The Soviet Union built the Chernobyl plant, which had four 1,000-megawatt reactors, in the town of Pripyat. At the time of the explosion, it was one of the largest and oldest nuclear power plants in the world. The explosion and subsequent meltdown of one reactor was a catastrophic event that directly affected hundreds of thousands of people. Still, the Soviet government kept its own people and the rest of the world in the dark about the accident until days later.
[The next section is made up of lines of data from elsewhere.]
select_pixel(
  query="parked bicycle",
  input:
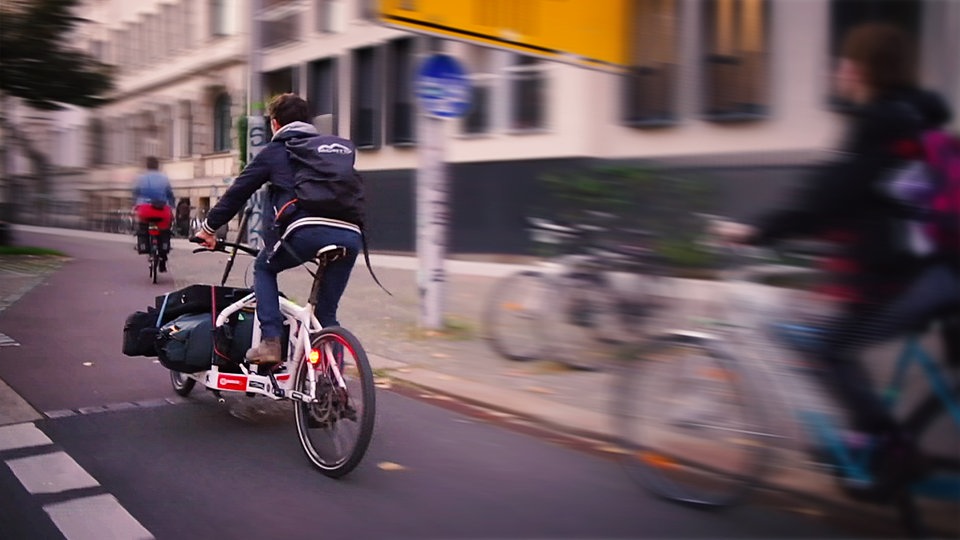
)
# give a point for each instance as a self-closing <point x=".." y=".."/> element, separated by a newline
<point x="155" y="243"/>
<point x="200" y="333"/>
<point x="325" y="373"/>
<point x="701" y="411"/>
<point x="599" y="289"/>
At first, the Soviet government only asked for advice on how to fight graphite fires and acknowledged the death of two people. It soon became apparent, however, that the Soviets were covering up a major accident and had ignored their responsibility to warn both their own people and surrounding nations. Two days after the explosion, Swedish authorities began measuring dangerously high levels of radioactivity in their atmosphere.
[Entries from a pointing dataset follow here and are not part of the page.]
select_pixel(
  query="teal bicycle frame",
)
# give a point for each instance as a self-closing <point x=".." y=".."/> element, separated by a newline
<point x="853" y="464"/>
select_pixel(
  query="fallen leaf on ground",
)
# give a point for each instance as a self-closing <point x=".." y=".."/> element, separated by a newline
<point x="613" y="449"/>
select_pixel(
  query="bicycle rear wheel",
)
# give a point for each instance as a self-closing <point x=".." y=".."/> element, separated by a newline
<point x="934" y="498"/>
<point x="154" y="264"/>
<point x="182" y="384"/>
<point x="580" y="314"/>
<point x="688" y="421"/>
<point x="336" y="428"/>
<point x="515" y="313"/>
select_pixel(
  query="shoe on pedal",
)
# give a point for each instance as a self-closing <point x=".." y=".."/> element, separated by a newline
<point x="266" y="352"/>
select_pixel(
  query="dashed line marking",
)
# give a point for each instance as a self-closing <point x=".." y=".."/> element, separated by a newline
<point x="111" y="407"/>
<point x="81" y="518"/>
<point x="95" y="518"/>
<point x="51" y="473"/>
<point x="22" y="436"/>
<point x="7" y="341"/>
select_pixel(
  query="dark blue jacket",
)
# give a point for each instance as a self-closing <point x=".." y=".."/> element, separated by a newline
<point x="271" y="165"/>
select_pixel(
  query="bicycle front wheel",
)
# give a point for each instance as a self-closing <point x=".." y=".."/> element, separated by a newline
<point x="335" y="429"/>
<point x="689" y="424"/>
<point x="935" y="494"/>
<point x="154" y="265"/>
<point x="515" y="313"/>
Years later, the full story was finally released. Workers at the plant were performing tests on the system. They shut off the emergency safety systems and the cooling system, against established regulations, in preparation for the tests. Even when warning signs of dangerous overheating began to appear, the workers failed to stop the test. Xenon gases built up and at 1:23 a.m. the first explosion rocked the reactor. A total of three explosions eventually blew the 1,000-ton steel top right off of the reactor.
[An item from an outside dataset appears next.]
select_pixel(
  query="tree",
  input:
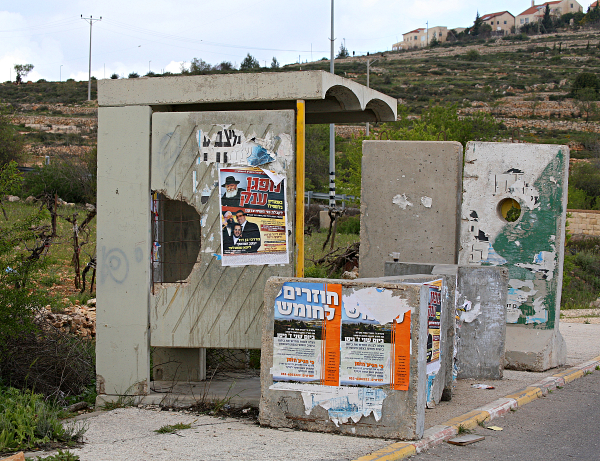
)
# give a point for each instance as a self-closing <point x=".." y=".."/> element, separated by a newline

On May 9 1986, workers began encasing the reactor in concrete. Later, Hans Blix of the International Atomic Energy Agency confirmed that approximately 200 people were directly exposed and that 31 had died immediately at Chernobyl. The clean-up effort and the general radioactive exposure in the region, however, would prove to be even more deadly. Some reports estimate that as many as 4,000 clean-up workers died from radiation poisoning. Birth defects among people living in the area have increased dramatically. Thyroid cancer has increased tenfold in Ukraine since the accident.